Folks started commemorating Great War anniversaries four years ago, marking the 1914 start of the world-wide conflict. It didn’t seem as long as it would have 100 years ago during the War to End All Wars, but it seemed long enough, marking centennials of each offensive, milestone, and advancement in technology.
U.S. troops didn’t start arriving in France and fighting much before last summer, 100 years ago, but there were still 204,000 Americans wounded, and 110,000 Americans killed.
Hard to imagine. There were still World War I veterans around when I was little, who went through that. They’d come to the school to share some of their stories, or were just at church or other gatherings. I remember one or two World War I veterans at VFW meetings in the early 1990s.
The century anniversary of 1918 means the 20s are right around the corner.

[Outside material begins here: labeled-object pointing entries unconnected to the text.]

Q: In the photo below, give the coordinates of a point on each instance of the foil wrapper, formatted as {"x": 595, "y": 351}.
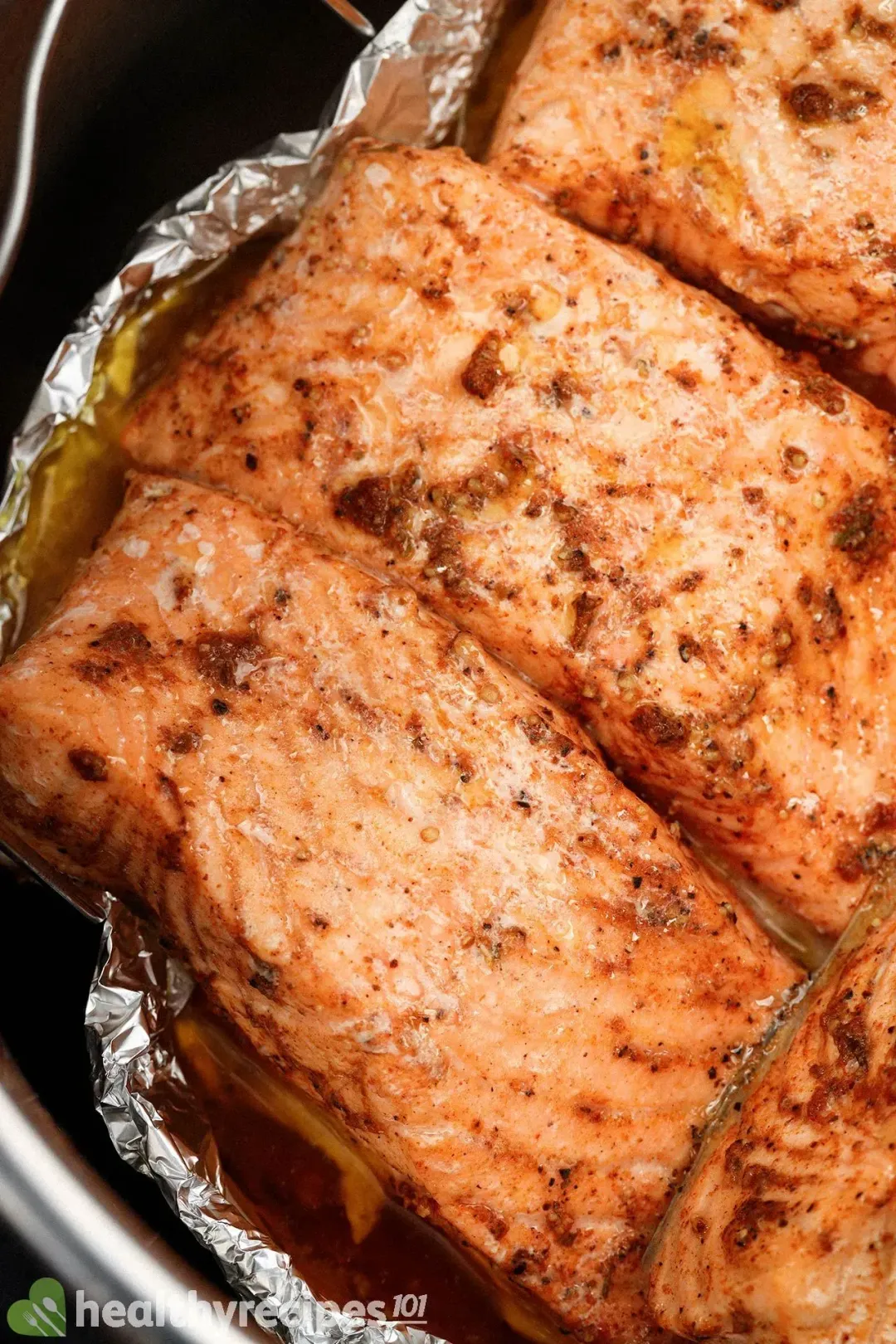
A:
{"x": 409, "y": 85}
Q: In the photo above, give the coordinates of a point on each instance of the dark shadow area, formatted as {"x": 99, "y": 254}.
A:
{"x": 145, "y": 101}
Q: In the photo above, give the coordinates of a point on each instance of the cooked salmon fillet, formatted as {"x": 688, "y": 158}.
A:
{"x": 787, "y": 1229}
{"x": 599, "y": 472}
{"x": 406, "y": 878}
{"x": 750, "y": 144}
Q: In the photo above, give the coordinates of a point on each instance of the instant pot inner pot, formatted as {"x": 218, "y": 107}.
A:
{"x": 141, "y": 102}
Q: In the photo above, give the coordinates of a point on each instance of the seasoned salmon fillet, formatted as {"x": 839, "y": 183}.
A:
{"x": 405, "y": 877}
{"x": 786, "y": 1231}
{"x": 750, "y": 144}
{"x": 602, "y": 474}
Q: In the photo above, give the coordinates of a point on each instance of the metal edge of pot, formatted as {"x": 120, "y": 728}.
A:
{"x": 49, "y": 1195}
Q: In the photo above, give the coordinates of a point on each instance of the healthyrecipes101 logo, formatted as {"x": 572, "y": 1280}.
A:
{"x": 42, "y": 1312}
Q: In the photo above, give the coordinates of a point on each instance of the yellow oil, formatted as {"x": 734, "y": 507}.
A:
{"x": 696, "y": 139}
{"x": 78, "y": 483}
{"x": 301, "y": 1177}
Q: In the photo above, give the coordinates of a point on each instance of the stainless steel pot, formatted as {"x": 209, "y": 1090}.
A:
{"x": 106, "y": 110}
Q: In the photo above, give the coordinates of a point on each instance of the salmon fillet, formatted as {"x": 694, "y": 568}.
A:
{"x": 602, "y": 474}
{"x": 748, "y": 144}
{"x": 407, "y": 879}
{"x": 786, "y": 1231}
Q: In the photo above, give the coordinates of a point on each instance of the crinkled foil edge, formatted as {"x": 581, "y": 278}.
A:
{"x": 409, "y": 85}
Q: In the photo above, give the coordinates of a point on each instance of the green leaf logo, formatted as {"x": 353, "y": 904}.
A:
{"x": 42, "y": 1312}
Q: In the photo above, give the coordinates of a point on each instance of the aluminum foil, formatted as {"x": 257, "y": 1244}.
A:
{"x": 407, "y": 85}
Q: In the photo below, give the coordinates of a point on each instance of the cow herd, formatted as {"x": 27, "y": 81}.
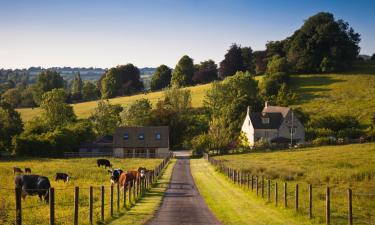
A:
{"x": 31, "y": 184}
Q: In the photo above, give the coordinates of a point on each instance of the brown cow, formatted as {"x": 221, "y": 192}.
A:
{"x": 17, "y": 170}
{"x": 127, "y": 177}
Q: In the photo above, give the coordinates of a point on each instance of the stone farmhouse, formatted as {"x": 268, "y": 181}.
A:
{"x": 275, "y": 124}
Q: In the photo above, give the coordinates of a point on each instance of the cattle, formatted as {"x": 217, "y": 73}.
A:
{"x": 126, "y": 178}
{"x": 62, "y": 176}
{"x": 115, "y": 175}
{"x": 104, "y": 162}
{"x": 33, "y": 185}
{"x": 17, "y": 170}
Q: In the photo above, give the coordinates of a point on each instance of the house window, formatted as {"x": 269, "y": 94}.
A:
{"x": 265, "y": 120}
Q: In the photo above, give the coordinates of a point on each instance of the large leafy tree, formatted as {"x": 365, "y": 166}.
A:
{"x": 322, "y": 44}
{"x": 161, "y": 78}
{"x": 46, "y": 81}
{"x": 106, "y": 117}
{"x": 121, "y": 80}
{"x": 206, "y": 72}
{"x": 183, "y": 72}
{"x": 10, "y": 125}
{"x": 137, "y": 113}
{"x": 230, "y": 98}
{"x": 56, "y": 113}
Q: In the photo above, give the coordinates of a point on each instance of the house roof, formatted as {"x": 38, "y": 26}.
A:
{"x": 275, "y": 119}
{"x": 149, "y": 137}
{"x": 276, "y": 109}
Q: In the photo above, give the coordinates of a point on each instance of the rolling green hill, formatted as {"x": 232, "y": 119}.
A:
{"x": 345, "y": 93}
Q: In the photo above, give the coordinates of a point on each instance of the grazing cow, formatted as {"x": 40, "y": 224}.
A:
{"x": 115, "y": 175}
{"x": 104, "y": 162}
{"x": 17, "y": 170}
{"x": 127, "y": 177}
{"x": 33, "y": 185}
{"x": 143, "y": 171}
{"x": 62, "y": 176}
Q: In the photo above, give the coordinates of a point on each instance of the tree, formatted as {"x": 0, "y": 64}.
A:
{"x": 10, "y": 125}
{"x": 230, "y": 98}
{"x": 90, "y": 91}
{"x": 161, "y": 78}
{"x": 121, "y": 80}
{"x": 12, "y": 96}
{"x": 137, "y": 113}
{"x": 56, "y": 113}
{"x": 322, "y": 44}
{"x": 106, "y": 117}
{"x": 232, "y": 62}
{"x": 183, "y": 72}
{"x": 247, "y": 58}
{"x": 46, "y": 81}
{"x": 77, "y": 87}
{"x": 205, "y": 72}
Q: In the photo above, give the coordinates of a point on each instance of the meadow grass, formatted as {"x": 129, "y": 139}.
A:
{"x": 84, "y": 173}
{"x": 339, "y": 167}
{"x": 233, "y": 205}
{"x": 146, "y": 207}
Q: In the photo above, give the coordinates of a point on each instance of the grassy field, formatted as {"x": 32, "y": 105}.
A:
{"x": 340, "y": 167}
{"x": 233, "y": 205}
{"x": 84, "y": 173}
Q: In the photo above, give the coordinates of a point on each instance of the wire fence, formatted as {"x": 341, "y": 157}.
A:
{"x": 76, "y": 205}
{"x": 321, "y": 203}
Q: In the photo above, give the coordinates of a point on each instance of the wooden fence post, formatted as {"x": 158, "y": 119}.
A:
{"x": 350, "y": 207}
{"x": 91, "y": 201}
{"x": 18, "y": 207}
{"x": 276, "y": 194}
{"x": 269, "y": 190}
{"x": 51, "y": 206}
{"x": 296, "y": 197}
{"x": 102, "y": 205}
{"x": 328, "y": 207}
{"x": 76, "y": 204}
{"x": 111, "y": 200}
{"x": 285, "y": 195}
{"x": 310, "y": 201}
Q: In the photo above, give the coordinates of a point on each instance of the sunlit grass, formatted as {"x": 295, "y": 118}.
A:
{"x": 84, "y": 172}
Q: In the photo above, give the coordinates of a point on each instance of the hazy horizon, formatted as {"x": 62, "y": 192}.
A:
{"x": 104, "y": 34}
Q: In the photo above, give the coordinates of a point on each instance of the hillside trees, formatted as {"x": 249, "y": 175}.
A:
{"x": 161, "y": 78}
{"x": 121, "y": 80}
{"x": 46, "y": 81}
{"x": 206, "y": 72}
{"x": 183, "y": 72}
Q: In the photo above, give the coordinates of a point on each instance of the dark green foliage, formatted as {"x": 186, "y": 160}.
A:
{"x": 183, "y": 73}
{"x": 121, "y": 80}
{"x": 90, "y": 91}
{"x": 10, "y": 125}
{"x": 162, "y": 78}
{"x": 322, "y": 44}
{"x": 230, "y": 98}
{"x": 233, "y": 62}
{"x": 46, "y": 81}
{"x": 205, "y": 72}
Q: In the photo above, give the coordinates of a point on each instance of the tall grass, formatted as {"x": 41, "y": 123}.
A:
{"x": 84, "y": 172}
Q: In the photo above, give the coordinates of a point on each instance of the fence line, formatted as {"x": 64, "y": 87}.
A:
{"x": 284, "y": 194}
{"x": 135, "y": 191}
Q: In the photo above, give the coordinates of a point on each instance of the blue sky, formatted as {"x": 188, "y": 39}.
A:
{"x": 107, "y": 33}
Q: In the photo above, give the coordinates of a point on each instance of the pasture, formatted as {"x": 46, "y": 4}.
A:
{"x": 84, "y": 173}
{"x": 339, "y": 167}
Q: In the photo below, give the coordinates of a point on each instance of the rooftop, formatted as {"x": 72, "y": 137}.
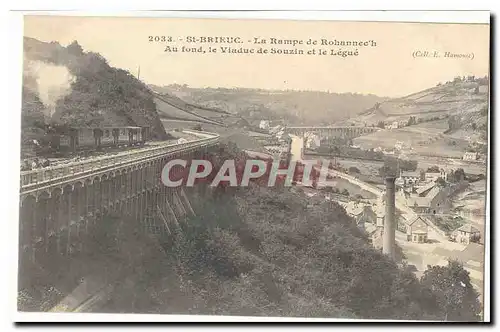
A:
{"x": 469, "y": 229}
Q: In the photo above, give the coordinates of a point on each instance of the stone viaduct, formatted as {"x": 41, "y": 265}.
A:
{"x": 330, "y": 132}
{"x": 60, "y": 204}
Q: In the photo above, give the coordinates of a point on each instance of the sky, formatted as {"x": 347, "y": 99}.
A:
{"x": 388, "y": 69}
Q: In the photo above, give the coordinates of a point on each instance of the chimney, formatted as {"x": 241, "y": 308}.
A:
{"x": 389, "y": 237}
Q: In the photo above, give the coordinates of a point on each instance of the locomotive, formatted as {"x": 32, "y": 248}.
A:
{"x": 73, "y": 139}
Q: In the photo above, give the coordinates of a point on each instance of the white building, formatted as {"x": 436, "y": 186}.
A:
{"x": 312, "y": 140}
{"x": 264, "y": 124}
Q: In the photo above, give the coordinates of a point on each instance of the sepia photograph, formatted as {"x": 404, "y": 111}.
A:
{"x": 254, "y": 168}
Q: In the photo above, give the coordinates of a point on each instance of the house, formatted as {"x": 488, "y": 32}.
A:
{"x": 483, "y": 89}
{"x": 393, "y": 125}
{"x": 433, "y": 176}
{"x": 416, "y": 229}
{"x": 467, "y": 234}
{"x": 312, "y": 140}
{"x": 361, "y": 213}
{"x": 470, "y": 156}
{"x": 409, "y": 178}
{"x": 264, "y": 124}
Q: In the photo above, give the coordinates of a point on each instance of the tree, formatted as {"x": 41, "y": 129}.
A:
{"x": 433, "y": 169}
{"x": 197, "y": 127}
{"x": 457, "y": 175}
{"x": 456, "y": 297}
{"x": 75, "y": 48}
{"x": 353, "y": 169}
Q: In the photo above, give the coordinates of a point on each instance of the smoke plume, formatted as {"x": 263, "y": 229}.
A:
{"x": 51, "y": 82}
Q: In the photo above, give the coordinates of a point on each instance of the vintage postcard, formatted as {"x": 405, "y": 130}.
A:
{"x": 258, "y": 168}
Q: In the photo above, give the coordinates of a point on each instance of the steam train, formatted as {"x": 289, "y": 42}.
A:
{"x": 75, "y": 139}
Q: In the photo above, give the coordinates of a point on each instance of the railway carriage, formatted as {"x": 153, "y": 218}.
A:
{"x": 87, "y": 138}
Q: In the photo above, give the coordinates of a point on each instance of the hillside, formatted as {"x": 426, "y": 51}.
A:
{"x": 453, "y": 98}
{"x": 65, "y": 85}
{"x": 293, "y": 107}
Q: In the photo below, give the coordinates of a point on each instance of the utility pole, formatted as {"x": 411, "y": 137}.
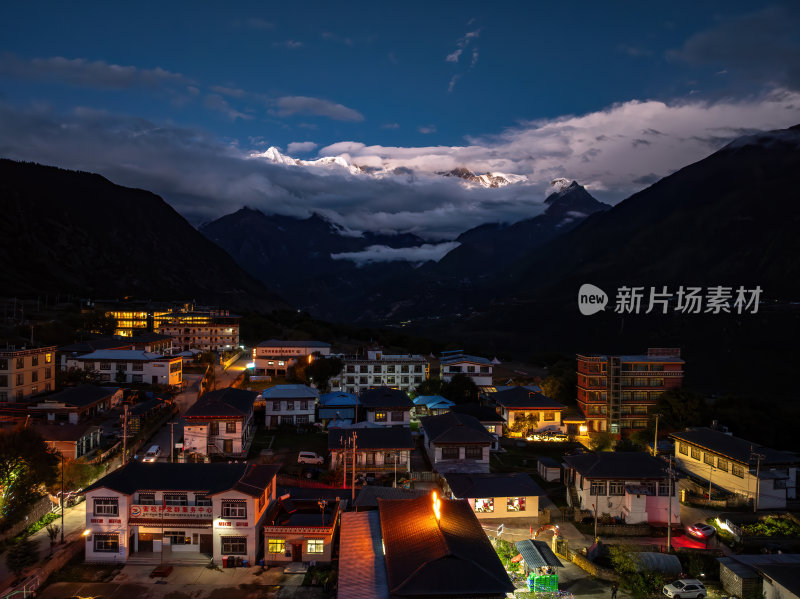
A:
{"x": 655, "y": 439}
{"x": 125, "y": 434}
{"x": 670, "y": 474}
{"x": 758, "y": 457}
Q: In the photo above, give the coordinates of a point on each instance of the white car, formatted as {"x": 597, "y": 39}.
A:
{"x": 685, "y": 588}
{"x": 309, "y": 457}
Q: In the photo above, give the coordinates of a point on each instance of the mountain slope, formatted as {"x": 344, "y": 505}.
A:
{"x": 74, "y": 232}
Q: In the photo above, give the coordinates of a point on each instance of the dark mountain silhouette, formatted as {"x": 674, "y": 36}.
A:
{"x": 73, "y": 232}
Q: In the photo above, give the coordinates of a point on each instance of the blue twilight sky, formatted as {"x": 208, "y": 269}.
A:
{"x": 177, "y": 97}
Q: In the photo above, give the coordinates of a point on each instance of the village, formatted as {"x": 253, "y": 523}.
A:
{"x": 296, "y": 469}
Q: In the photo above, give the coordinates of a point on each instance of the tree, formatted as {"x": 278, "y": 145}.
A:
{"x": 26, "y": 463}
{"x": 460, "y": 389}
{"x": 21, "y": 555}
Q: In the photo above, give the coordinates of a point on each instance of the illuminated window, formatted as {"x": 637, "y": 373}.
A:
{"x": 315, "y": 546}
{"x": 515, "y": 504}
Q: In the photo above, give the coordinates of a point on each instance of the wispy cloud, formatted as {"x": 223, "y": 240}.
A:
{"x": 301, "y": 147}
{"x": 291, "y": 105}
{"x": 85, "y": 73}
{"x": 291, "y": 44}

I’ve long been fascinated with the Roaring ’20s, with its zoot-suited gangsters and G-men, all duking it out with Tommy guns in their trenchcoats and fedoras, flapper girls with their bobbed hair, dancing to jazz with their fellas.
Mostly because of the Star Trek episode “A Piece of the Action,” with Kirk and Spock taking over a planet of prohibition-era gangsters.
Poppy the flapper ghost is my favorite character on Netflix’s “Haunting of Hill House,” talking about “screaming meemies” and telling victims to “shake a leg” when seducing them to the dark side.
And the junior high kids are getting into the act, with their theatrical production of “Thoroughly Modern Miller Jr.”
Hopefully the 2020s won’t roar as much as the 1920s, but bringing back some of the slang would be fun, things like “sockdollager” for an event or action of great importance; “everything’s jake” for “it’s fine”; or “ossified,” “on a toot,” “spifflicated,” or “zozzled,” which all mean being drunk.